Since I had some zebra editable paper left I made it into a record label. He loves the old records. Another favorite of Eric's is pineapple, so the cake was pineapple. many thanks to Diane Smith whose marshmellow fondant I used to make this cake as well as both Terra/s wedding cakes.

(1 rating)
yield 9 x13 baking dish
prep time 30 Min
cook time 40 Min

Ingredients For eric's birthday cake

  • 1 1/2 stick
    butter
  • 1 1/2 c
    sugar
  • 2
    eggs
  • 3 tsp
    baking powder
  • 1/2 tsp
    salt
  • 2 tsp
    almond extract
  • 1/3 c
    milk more if needed
  • 1 can
    dole crushed pineapple (20 oz)
  • BUTTER CREAM FROSTING
  • 1/4 c
    butter
  • 1/4 c
    butter flavor shortening
  • 1 lb
    powdered sugar
  • 1-3 Tbsp
    milk
  • 1/2 tsp
    almond extract
  • 1/2 tsp
    vanilla extract
  • LEFT OVER MARSHMELLOW FONDANT FROM DIANE'S RECIPE
  • https://www.justapinch.com/recipes/dessert/cake/chocolate-cupcakes-with-peanut-butter-filling.html?p=1
  • 1/3
    tube black frosting premade in tubes
  • leftover zebra print editable paper

How To Make eric's birthday cake

  • 1
    preheat oven to 350 degrees
  • 2
    Beat eggs, butter and sugar together with salt, baking powder, almond extract, and vanilla extract. add the rest of the ingredients and beat until blended.
  • 3
    Pour into a sprayed and floured 9x13 baking dish. and bake for 40 minutes in a 350 degree oven.

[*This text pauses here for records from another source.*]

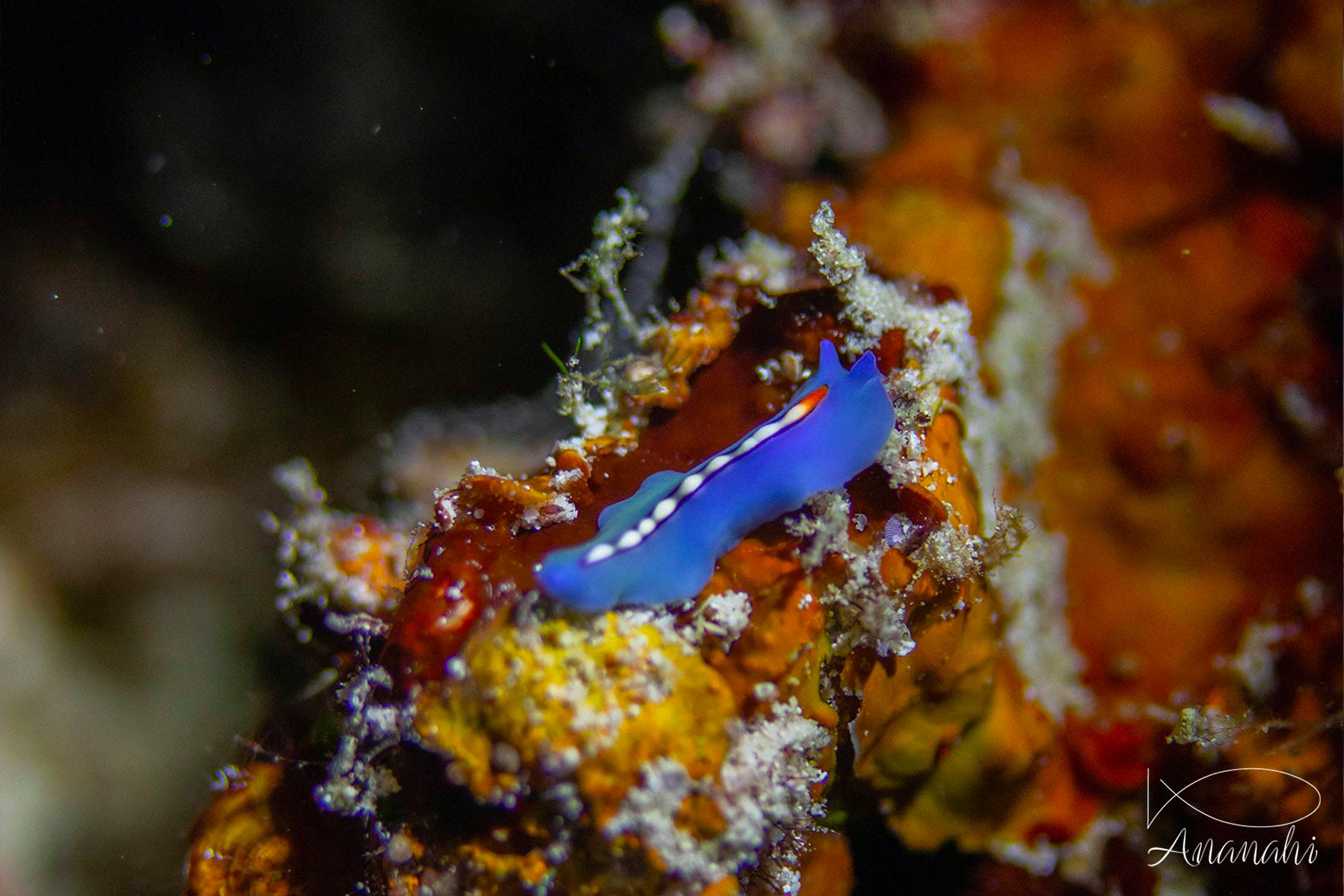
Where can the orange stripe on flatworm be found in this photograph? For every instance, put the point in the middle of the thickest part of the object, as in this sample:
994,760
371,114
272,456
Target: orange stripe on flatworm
812,400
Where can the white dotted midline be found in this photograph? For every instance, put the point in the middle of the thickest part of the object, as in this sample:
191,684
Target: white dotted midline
692,483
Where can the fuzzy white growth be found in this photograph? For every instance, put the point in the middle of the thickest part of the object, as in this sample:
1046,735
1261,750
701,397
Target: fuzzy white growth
1208,727
1254,660
597,272
1031,585
726,616
1249,122
1053,245
309,557
354,784
826,527
762,793
937,336
756,261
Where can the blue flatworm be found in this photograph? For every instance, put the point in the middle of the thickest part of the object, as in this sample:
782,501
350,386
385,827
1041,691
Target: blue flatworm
660,544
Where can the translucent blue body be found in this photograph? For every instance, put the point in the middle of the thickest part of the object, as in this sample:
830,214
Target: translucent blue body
757,483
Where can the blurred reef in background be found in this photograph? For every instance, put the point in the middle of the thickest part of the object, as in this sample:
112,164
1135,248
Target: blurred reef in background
1094,246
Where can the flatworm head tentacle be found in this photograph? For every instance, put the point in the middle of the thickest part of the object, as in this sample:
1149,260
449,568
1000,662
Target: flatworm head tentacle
660,544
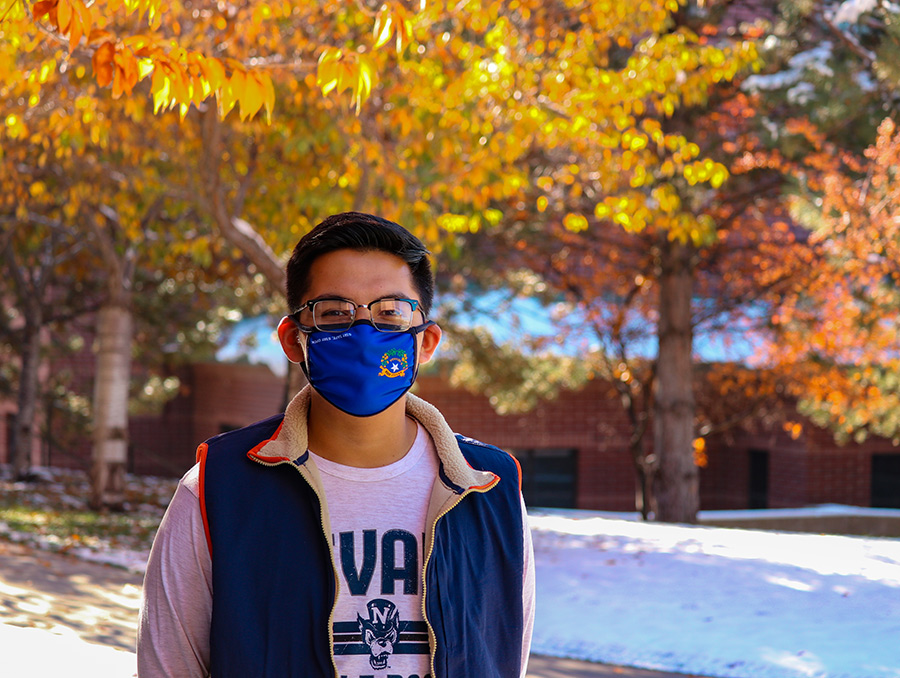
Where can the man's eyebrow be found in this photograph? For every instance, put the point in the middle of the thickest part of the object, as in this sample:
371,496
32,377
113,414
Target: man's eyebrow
389,295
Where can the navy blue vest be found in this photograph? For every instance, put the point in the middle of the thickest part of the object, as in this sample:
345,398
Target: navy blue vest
273,582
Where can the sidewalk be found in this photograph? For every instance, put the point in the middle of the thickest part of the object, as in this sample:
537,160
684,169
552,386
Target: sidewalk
97,606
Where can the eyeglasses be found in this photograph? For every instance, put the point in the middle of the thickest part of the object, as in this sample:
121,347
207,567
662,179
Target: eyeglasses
336,315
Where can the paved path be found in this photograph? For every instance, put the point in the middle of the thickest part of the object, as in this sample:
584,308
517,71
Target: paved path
99,604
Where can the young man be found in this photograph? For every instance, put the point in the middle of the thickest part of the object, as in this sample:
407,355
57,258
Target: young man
355,535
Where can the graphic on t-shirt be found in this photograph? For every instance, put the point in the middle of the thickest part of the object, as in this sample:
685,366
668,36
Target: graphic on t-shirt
394,566
380,631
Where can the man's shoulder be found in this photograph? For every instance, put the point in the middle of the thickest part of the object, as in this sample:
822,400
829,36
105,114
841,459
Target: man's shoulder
484,456
246,437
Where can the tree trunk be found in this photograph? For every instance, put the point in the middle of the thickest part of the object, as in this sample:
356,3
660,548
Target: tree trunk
677,494
110,451
23,433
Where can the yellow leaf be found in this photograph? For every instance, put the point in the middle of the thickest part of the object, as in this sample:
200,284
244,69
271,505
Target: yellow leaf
327,70
63,16
268,95
383,25
575,222
160,88
251,97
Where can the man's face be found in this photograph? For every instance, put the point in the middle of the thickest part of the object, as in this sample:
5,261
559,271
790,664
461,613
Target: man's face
361,277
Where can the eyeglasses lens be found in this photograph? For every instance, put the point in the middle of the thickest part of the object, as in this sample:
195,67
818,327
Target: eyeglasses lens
388,315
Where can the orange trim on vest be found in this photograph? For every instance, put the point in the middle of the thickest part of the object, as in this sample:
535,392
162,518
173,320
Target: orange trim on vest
519,467
253,452
201,458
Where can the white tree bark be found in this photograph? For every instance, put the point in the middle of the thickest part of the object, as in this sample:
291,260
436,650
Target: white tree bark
678,486
110,435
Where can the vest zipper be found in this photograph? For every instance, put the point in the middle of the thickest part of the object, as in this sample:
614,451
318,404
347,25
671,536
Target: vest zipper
431,634
330,554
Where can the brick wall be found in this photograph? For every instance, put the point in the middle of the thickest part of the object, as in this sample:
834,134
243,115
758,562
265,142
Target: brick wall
589,421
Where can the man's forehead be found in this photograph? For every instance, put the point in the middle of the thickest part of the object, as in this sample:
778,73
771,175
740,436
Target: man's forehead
360,276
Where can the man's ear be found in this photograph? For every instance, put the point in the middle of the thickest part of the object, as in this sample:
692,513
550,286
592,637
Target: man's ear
291,338
431,337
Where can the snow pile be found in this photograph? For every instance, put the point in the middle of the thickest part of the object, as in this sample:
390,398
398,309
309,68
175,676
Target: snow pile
718,602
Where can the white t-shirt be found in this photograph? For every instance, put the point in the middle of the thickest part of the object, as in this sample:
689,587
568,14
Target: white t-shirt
378,535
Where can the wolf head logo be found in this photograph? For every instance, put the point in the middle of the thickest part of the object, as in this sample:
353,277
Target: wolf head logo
380,631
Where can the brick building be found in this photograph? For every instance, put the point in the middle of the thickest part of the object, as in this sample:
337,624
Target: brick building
573,449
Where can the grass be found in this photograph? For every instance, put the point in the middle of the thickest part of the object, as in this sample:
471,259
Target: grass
52,512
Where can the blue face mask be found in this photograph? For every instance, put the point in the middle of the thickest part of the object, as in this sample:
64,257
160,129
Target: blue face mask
360,370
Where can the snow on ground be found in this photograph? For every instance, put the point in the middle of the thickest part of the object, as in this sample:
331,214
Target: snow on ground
728,603
719,602
37,653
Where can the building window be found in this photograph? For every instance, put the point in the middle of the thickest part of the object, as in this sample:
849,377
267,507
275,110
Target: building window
758,490
548,476
886,480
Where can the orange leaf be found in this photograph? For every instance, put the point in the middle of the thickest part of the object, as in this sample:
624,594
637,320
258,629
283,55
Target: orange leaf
63,15
44,8
87,18
97,35
102,62
76,30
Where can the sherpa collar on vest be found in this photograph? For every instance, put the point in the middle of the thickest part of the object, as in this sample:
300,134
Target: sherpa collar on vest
291,440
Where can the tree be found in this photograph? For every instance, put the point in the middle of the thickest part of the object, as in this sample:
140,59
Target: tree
39,257
481,112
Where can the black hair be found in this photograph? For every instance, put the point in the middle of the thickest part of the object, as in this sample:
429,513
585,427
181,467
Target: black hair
363,233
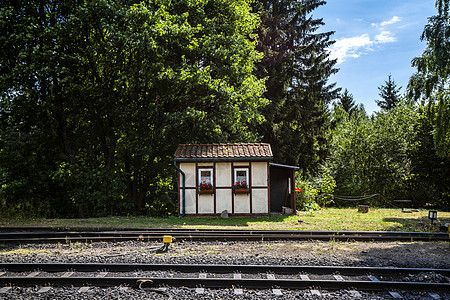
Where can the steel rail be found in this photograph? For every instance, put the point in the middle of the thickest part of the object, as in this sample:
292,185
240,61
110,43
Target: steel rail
266,237
86,230
224,283
211,268
197,234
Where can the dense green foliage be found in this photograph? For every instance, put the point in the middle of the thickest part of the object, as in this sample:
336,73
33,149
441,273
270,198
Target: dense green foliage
389,93
96,95
297,66
431,82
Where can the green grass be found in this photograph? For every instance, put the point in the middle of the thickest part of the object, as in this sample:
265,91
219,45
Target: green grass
325,219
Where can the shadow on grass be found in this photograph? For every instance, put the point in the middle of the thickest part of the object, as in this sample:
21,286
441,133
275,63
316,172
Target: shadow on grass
218,221
415,223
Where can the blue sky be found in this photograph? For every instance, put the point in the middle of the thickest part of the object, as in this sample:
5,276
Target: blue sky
374,38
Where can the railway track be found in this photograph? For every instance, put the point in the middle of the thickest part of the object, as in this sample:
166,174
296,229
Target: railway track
59,235
222,277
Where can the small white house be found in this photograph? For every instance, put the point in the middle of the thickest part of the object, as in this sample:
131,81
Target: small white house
213,178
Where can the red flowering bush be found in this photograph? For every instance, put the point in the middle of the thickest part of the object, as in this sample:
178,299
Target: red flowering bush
240,185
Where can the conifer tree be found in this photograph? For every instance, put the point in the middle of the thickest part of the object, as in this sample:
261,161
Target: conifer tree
389,93
296,66
347,102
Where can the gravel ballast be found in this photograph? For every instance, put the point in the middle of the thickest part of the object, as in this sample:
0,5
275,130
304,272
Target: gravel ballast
316,253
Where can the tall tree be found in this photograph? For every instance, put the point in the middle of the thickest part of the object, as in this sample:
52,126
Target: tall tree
107,89
347,102
389,93
431,82
296,66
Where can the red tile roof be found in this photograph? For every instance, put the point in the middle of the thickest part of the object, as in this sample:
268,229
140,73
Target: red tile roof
224,151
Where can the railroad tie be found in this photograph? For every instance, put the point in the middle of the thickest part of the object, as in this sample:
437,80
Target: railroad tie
355,294
44,289
84,289
396,295
304,277
102,274
277,292
33,274
5,289
338,277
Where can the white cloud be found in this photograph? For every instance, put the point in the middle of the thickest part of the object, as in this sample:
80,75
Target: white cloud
393,20
354,47
385,37
350,47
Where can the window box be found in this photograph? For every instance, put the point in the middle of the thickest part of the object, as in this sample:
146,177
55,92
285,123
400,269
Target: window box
206,191
241,191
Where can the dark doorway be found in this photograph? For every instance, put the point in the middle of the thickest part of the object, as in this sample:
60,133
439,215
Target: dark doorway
282,187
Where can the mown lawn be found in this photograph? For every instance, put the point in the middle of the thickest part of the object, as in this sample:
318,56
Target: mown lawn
325,219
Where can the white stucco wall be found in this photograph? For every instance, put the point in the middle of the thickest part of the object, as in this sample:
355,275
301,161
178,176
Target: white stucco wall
223,174
223,200
259,174
260,203
206,204
189,170
223,193
242,204
190,201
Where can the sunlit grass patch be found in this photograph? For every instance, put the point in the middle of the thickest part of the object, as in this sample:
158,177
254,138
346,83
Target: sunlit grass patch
334,219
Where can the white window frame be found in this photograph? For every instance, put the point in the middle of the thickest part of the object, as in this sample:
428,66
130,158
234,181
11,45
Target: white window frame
246,175
200,175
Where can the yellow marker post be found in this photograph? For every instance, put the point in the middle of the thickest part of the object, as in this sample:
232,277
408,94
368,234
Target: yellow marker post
167,239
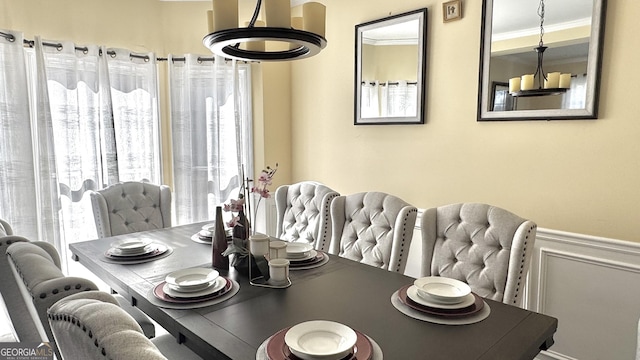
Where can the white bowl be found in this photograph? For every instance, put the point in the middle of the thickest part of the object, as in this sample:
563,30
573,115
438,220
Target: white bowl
298,250
191,278
320,340
130,245
442,289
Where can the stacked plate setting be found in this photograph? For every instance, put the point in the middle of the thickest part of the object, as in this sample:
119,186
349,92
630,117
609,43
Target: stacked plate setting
192,285
134,249
441,296
319,340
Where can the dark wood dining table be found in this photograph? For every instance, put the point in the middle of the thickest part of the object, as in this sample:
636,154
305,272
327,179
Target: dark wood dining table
342,290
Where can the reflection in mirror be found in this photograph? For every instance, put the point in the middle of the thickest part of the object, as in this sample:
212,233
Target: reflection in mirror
522,40
390,70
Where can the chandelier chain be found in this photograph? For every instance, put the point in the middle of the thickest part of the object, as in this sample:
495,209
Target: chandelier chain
541,14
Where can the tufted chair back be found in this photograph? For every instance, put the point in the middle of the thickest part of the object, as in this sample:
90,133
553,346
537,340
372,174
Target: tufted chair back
487,247
18,310
373,228
91,326
131,206
303,213
41,283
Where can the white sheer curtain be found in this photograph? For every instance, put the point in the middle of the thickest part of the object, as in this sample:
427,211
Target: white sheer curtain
576,97
399,98
21,198
134,96
369,104
74,141
211,133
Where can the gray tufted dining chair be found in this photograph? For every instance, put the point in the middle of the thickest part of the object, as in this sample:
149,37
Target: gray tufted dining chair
131,206
373,228
303,213
91,326
36,269
487,247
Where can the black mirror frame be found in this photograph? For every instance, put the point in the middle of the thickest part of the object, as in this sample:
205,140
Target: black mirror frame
594,70
420,14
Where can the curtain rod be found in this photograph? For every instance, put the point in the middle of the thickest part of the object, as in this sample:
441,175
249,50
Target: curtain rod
59,47
390,83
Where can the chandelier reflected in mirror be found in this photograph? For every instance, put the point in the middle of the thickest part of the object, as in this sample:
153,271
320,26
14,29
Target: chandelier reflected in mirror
553,83
279,38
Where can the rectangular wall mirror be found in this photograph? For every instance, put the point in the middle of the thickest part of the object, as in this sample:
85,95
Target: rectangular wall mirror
390,70
562,38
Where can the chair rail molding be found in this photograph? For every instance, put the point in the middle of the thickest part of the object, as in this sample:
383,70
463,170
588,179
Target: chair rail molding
588,283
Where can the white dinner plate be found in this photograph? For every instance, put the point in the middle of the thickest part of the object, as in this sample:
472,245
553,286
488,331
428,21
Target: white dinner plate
320,339
195,288
442,289
298,250
193,277
412,293
138,252
309,256
217,285
131,245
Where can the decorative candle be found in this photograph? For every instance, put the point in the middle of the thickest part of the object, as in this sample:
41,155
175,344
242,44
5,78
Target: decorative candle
313,15
255,45
225,14
553,80
565,81
296,22
210,21
514,85
277,250
278,13
259,244
526,82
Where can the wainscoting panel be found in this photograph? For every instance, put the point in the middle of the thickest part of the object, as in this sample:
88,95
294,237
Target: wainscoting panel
592,286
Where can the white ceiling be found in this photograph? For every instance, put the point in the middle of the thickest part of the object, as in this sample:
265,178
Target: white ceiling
522,15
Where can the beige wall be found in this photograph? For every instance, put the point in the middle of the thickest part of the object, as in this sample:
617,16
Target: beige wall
581,176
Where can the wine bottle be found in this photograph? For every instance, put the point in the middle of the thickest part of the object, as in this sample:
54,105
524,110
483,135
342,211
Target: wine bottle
219,243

Take out and cool completely.
  • 4
    While cake is cooling make the butter cream frosting and fondant if you need to or take out leftover fondant from fridge to warm up.
  • 5
    frost cake then apply rolled fondant and decorate as you wish. Apply any editable paper you wish. Mine said "Zebra records presents Eric's birthday" The inter record was zebra print editable paper as was the word "Zebra".
  • 6
    Notes. I found that working with the fondant it revamps better and rolls nicer if you use butter on the board and the roller as well as your hands instead of the usually preferred powdered sugar. It is twice as easy my way.